Bi-functional induction of the quinone reductase and cytochrome P450 1A1 by youngiasides via Nrf2-ARE and AhR-XRE pathways.

Many phytochemicals are known to exert cancer chemopreventive activity by eliminating chemical carcinogens or toxic xenobiotics through the action of detoxification enzymes. In this study, we investigated the cancer chemopreventive effects of youngiasides isolated from Crepidiastrum denticulatum. These youngiasides significantly induced quinone reductase (QR) activity in mouse hepatoma Hepa-1c1c7 cells, and showed a relatively high chemoprevention index (CI; divided IC(50) value with CD value). The youngiasides also significantly induced transcriptional activation of QR in Hepa-QR-secreted alkaline phosphatase (SEAP) cells, which is a stable cell line containing the intact promoter region of QR. In order to determine if upregulation of QR by the youngiasides was mediated through a mono-functional or bi-functional mechanism, we examined the nuclear factor-E2 p45-related factor 2(Nrf2)-antioxidant response element (ARE) and aryl hydrocarbon receptor (AhR)-xenobiotic response element (XRE) pathways, which are two major pathways, involved in regulation of Phase I and/or Phase II detoxification enzymes.
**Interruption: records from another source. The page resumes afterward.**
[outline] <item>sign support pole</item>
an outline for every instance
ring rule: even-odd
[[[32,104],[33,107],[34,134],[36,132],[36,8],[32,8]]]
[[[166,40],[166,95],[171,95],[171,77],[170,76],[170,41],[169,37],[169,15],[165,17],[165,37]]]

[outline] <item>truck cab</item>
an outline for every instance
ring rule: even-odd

The youngiasides increased the cytochrome P450 1A1 (CYP1A1) mRNA and protein levels in human colorectal cancer Caco-2 cells and also increased the QR mRNA and protein levels in Caco-2 cells through ARE and XRE activation which resulted from translocation of Nrf2 and AhR into the nucleus. These results suggest that regulation of QR by the youngiasides was due to bi-functional induction through the Nrf2-ARE and AhR-XRE pathways. Thus, these youngiasides as bi-functional inducers of QR have potential as cancer chemopreventive agents.